Bill Clinton pushed through the 1996 Defense of Marriage Act that bars the federal government from recognizing same-sex marriages. Gay couples have challenged the constitutionality of denying them the same benefits as other married couples. The Justice Department is now seeking to have their lawsuit dismissed. It insists that it must defend the law and claims the lawsuit is meritless. The Administration challenges the right of gay couples to demand such benefits.
It is arguable where the Justice Department must defend such laws in this way if it views this law to be unconstitutional. There are, in my view, a number of alternative options. First, it could have elected not to seek dismissal as opposed to ruling on the merits. As in prior cases dealing with electronic surveillance and torture, the Administration is fighting to block citizens from having a court review the matter by challenging standing and the cause of action. Of course, the Justice Department could argue that, even with a dismissal, the Court will have to reach the threshold question of whether these couples have any legal claim and, if they do not, there is no reason to proceed beyond that threshold question.
Second, it could offer a more nuanced defense that the law may be unconstitutional under certain circumstances or could be found unconstitutional if the court recognizes certain protections for gay couples. The Administration could recognize in its filing that these couples should have recognized rights to benefits as married couples and even question the constitutionality of DOMA (if it believes that it is unconstitutional to deny married status on the basis of sexual orientation). While the Administration cites prior precedent against such claims, it does not indicate any support for the constitutional claims of gay couples. On the merits of the lawsuit, there is little difference between the positions of Bush and Obama Administrations.
Third, though admittedly novel and rare, the Department could have an outside attorney defend the law if the Department views the law as unconstitutional or discriminatory. If the Administration views this law to be discriminatory, it can convey its view by declining to defend it directly while appointed a specially appointed attorney to do so. While the filing acknowledges support for gay and lesbian couples, it seems to support them in a potential legislative setting rather than a constitutional claim.

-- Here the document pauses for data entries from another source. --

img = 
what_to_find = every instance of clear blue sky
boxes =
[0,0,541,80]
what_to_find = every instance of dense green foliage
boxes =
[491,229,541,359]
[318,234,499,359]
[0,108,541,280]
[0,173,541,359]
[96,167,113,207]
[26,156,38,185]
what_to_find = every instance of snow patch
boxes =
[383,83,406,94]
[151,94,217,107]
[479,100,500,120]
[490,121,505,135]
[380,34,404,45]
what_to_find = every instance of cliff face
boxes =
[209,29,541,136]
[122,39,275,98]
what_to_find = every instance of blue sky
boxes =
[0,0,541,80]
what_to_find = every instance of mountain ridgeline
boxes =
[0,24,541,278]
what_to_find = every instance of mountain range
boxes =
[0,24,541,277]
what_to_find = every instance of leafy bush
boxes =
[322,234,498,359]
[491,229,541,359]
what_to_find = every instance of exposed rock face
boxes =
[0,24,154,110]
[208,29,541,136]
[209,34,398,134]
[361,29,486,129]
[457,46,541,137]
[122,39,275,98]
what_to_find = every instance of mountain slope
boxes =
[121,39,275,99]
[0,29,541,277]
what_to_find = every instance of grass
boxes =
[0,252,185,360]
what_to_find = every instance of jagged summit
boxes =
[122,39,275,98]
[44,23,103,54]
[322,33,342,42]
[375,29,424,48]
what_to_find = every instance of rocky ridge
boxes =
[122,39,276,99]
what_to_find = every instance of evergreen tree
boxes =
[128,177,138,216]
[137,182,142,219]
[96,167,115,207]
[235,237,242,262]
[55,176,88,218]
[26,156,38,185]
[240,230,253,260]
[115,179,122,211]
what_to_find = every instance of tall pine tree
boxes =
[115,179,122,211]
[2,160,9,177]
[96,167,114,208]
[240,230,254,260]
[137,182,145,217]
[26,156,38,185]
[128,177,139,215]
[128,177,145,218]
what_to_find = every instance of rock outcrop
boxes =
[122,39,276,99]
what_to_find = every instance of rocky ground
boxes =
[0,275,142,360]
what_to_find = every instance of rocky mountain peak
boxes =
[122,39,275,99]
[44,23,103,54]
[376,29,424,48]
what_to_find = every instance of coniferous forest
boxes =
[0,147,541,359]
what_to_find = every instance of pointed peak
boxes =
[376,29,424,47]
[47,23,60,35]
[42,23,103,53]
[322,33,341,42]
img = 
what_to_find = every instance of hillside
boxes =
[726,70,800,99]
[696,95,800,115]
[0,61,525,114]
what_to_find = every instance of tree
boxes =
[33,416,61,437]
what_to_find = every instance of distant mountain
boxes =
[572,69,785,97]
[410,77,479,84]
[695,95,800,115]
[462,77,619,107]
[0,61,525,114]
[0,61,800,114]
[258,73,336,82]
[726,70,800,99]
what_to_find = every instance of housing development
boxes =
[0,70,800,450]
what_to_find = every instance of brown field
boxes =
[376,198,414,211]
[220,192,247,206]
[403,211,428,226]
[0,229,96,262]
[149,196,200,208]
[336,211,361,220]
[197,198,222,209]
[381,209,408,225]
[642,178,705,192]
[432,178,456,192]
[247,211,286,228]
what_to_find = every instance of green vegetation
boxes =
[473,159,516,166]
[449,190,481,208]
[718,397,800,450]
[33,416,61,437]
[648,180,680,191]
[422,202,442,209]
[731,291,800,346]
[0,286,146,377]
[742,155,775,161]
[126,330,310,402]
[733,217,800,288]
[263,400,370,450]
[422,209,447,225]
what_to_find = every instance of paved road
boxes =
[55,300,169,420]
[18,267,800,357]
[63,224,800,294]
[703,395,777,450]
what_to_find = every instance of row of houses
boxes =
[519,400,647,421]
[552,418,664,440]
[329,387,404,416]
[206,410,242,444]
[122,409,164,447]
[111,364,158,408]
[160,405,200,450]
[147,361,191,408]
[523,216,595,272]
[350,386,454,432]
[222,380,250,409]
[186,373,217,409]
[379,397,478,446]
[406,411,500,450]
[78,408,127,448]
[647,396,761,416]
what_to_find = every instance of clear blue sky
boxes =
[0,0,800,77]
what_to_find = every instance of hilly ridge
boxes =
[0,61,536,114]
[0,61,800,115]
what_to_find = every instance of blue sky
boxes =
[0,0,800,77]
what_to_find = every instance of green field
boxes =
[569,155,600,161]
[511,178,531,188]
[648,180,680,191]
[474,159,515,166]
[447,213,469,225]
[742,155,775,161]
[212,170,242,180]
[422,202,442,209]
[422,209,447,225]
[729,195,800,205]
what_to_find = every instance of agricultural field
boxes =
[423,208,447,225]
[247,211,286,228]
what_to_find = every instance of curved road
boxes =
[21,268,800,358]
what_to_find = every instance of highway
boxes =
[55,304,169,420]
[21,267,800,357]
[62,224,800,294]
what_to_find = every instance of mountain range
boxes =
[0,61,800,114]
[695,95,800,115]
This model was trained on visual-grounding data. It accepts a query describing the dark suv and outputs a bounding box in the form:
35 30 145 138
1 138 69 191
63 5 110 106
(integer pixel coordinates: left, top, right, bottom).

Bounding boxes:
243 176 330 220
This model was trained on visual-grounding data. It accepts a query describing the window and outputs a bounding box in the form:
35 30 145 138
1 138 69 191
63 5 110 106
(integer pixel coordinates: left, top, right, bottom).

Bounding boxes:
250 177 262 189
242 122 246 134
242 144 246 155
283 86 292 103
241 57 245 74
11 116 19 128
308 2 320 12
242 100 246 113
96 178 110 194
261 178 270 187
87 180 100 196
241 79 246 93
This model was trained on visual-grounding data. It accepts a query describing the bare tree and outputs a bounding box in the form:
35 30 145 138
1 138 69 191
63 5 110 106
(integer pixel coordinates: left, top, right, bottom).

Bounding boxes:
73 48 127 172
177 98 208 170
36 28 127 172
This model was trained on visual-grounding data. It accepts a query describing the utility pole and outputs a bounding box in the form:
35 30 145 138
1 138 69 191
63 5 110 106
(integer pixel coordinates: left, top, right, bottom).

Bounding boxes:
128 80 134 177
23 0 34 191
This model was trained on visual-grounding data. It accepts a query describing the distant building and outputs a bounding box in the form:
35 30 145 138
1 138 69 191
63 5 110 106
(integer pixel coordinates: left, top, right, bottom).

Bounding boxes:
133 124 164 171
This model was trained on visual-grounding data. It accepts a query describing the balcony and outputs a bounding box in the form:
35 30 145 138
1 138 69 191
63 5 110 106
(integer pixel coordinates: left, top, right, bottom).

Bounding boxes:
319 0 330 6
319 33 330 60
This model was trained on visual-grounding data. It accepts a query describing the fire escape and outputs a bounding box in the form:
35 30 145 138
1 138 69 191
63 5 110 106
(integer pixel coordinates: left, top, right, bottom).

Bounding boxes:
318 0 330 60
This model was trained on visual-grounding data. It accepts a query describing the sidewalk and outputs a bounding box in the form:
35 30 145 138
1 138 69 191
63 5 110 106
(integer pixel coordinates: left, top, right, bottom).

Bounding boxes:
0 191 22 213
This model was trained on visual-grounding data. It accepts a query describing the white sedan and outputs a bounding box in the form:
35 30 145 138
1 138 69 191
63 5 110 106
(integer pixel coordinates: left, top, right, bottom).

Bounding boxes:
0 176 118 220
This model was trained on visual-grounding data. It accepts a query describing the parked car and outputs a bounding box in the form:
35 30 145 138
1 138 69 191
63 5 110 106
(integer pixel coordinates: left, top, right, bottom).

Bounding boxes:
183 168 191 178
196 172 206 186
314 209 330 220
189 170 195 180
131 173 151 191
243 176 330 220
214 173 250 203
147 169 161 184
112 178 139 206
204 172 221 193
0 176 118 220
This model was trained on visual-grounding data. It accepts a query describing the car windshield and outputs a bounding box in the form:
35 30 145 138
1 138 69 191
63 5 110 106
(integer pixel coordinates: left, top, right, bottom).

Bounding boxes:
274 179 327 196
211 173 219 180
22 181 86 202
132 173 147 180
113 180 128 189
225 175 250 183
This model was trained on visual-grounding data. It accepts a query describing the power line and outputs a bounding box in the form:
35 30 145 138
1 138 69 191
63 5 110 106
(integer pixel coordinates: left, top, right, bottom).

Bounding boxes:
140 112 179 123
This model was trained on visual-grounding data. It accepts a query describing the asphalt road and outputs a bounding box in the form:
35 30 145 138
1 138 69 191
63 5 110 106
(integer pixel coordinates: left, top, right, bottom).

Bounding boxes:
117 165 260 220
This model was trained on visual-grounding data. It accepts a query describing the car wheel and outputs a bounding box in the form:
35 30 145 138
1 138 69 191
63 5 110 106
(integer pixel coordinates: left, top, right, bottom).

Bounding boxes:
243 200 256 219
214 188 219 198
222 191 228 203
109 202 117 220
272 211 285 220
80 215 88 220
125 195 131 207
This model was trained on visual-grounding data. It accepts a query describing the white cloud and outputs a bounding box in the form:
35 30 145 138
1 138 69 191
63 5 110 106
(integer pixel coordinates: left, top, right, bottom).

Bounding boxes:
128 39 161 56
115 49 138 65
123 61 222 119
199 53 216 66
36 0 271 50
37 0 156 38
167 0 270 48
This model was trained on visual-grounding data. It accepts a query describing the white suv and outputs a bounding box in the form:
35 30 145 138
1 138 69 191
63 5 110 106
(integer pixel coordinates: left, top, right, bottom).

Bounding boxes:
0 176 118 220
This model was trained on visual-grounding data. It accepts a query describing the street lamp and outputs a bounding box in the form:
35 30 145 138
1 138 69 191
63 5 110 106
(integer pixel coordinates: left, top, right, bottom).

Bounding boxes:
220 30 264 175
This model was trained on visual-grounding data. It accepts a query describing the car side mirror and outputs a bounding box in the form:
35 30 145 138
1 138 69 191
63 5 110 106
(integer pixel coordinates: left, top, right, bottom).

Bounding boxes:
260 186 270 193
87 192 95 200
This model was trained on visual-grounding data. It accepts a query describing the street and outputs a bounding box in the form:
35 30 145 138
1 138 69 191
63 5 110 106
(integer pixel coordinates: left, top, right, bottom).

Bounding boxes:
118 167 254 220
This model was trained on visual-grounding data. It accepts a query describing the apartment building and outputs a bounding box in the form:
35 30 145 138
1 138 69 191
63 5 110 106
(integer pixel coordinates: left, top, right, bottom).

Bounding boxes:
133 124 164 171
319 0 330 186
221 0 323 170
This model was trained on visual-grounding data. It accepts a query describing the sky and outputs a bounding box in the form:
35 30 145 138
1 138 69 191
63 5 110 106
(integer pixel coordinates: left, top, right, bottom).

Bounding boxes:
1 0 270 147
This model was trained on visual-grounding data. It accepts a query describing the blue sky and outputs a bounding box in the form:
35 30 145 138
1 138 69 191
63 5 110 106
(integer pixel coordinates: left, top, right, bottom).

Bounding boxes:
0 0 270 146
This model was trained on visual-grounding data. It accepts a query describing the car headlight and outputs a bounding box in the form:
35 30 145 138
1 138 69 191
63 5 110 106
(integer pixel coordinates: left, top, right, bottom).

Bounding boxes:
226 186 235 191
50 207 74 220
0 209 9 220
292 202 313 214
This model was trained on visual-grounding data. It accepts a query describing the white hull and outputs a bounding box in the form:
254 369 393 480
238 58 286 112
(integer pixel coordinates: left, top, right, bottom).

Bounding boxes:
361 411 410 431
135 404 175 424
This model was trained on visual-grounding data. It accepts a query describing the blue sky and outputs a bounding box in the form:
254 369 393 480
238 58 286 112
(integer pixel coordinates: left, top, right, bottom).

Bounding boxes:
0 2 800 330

There is certainly an argument to be made that the Justice Department must defend federal laws. However, even if this aggressive approach is warranted, it would be far more convincing if the Obama Administration was seeking the repeal of DOMA in Congress. It could easily put such a measure on the agenda in the Democratically-controlled House and Senate. Obama previously supported such a move, but his Administration is now believed to be privately opposed to such a vote in this Congress. Gay activists are objecting that they have once again been given a bait and switch by the Democrats. Obama worked hard to secure gay and lesbian votes during the election, but his Administration has not been aggressive in seeking reforms from the terminatin of the “don’t ask, don’t tell” policy to the DOMA issue.